HOW TO ELIMINATE THE NEED TO REBUILD THE MASTER DATABASE
You can create copies of the system DB files while SQL Server is running
Enhance your daily backup job such that, after the master database is backed up, a script does this:
1. Obtains the name of the backup file or device (from the system tables).
2. Restores the backup as "master2", using WITH MOVE to specify the default physical filenames, but in a different location, such as a subfolder to your backups.
3. Detaches the master2 database.
Those steps will create a ready-to-use copy of the master MDF and LDF files without interrupting the availability of applications
(because there is no need to stop SQL Server).
The files will have the same "recovery point" date and time as the BAK file.
When replacement system DB files are needed, there is no need to use special startup modes, no need to reinstall or REBUILD, no need for a ghost installation of SQL Server, no concerns about having exact documentation of the instance configuration or patch level.
NOTE: When SQL Server detaches a database, the file permissions are reduced such that only the run-time identify of SQL Server will have access to them
. If you need to use the copies, you will have to take ownership of the files first. You should COPY them back into place (instead of MOVING them) to ensure that they inherit the permissions of the folder they belong in.
You can also do this to the msdb and model databases, to allow you to very quickly restore all three system databases and get SQL Server running again.
A fuller version of this solution would rename the prior copy of the files to *.old until the new copies have been generated, and would start by checking for evidence of a prior failure by checking whether any *.old files exist.

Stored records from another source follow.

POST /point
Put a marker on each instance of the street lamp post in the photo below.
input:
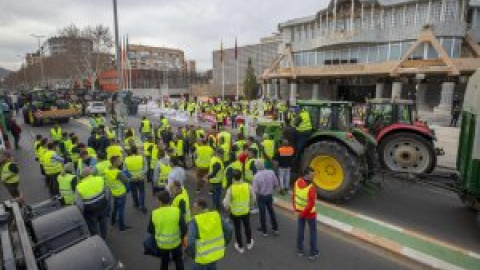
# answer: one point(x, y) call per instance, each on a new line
point(24, 67)
point(117, 46)
point(40, 55)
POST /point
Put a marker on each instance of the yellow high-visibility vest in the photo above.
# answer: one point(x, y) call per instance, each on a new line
point(166, 222)
point(204, 154)
point(306, 123)
point(9, 177)
point(65, 188)
point(135, 165)
point(240, 204)
point(116, 186)
point(183, 196)
point(210, 246)
point(301, 197)
point(218, 178)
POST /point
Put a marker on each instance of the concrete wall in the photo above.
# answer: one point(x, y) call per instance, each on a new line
point(157, 93)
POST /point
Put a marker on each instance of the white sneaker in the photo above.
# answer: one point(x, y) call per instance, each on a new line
point(254, 210)
point(239, 249)
point(250, 245)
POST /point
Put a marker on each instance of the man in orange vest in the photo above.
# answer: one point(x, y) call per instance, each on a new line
point(303, 199)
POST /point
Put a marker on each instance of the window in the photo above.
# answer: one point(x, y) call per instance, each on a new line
point(297, 59)
point(324, 119)
point(344, 115)
point(457, 47)
point(395, 51)
point(451, 9)
point(447, 45)
point(372, 54)
point(422, 13)
point(406, 46)
point(396, 17)
point(410, 15)
point(403, 114)
point(432, 53)
point(320, 58)
point(354, 55)
point(419, 52)
point(382, 53)
point(314, 117)
point(380, 115)
point(362, 54)
point(387, 17)
point(436, 11)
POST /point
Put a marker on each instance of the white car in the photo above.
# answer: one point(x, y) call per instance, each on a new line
point(96, 107)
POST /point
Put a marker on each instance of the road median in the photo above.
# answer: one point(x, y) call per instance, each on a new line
point(414, 246)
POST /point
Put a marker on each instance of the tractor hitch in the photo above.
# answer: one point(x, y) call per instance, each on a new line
point(439, 152)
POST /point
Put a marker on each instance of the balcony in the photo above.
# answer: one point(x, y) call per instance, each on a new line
point(366, 36)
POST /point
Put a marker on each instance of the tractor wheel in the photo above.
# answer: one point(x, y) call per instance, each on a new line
point(338, 173)
point(407, 152)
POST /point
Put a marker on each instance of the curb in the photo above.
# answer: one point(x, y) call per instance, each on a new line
point(411, 245)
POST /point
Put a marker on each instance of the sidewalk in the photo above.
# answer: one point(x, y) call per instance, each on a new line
point(400, 241)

With "the backup folder" being a special location for the copies of the Sysdb files, here is the algorithm I am using:
1. In the backup folder , check for files named *.mdf.old. If found, raise an alert that the prior run did not end cleanly (include a directory listing) and then continue.
2. In the backup folder, delete any files that are named *.mdf.old or *.ldf.old.
3. In the backup folder,
rename *.mdf to *.mdf.old
rename *.ldf to *.ldf.old
4. Check whether any *.old files are missing. if so, raise an alert and then continue.
5. For master, msdb and model ...
5.1 Obtain the name of the current backup files (from the system tables).
5.2 Restore the backup as "<dbname>2", using WITH MOVE to allocate it with the default physical filenames, located in the backup folder.
5.3 Detach the <dbname>2 database.
6. Check whether any MDF or LDF files are missing. if so, raise an alert and then STOP.
7. In the backup folder, delete *.old
8. Check whether any *.old files exit. if so, raise an alert and continue.
The steps that check for files or the lack of files may seem redundant, but they serve an important role: they ensure that you are alerted to problems even if those problems did not raise an error that caused the job to fail. (Ensuring the ability to restore data is a DBAs primary responsibility, so I like to have a high level of confidence that the file copies were created successfully).
This algorithm is also robust enough to handle the situation of a prior run being interrupted.
The text of the alerts can be accumulated until the end (or until a STOP is encountered). That would allow all information to be sent in one alert.
These copies of the system database file are backed up to tape along with the server, so if the server is restored from an older backup, the copies will also be restored as of that date, so they will match the state of the instance's binaries.
I would share my code, but alas, I do not own it. I might write a version of my own to share - perhaps in PowerShell.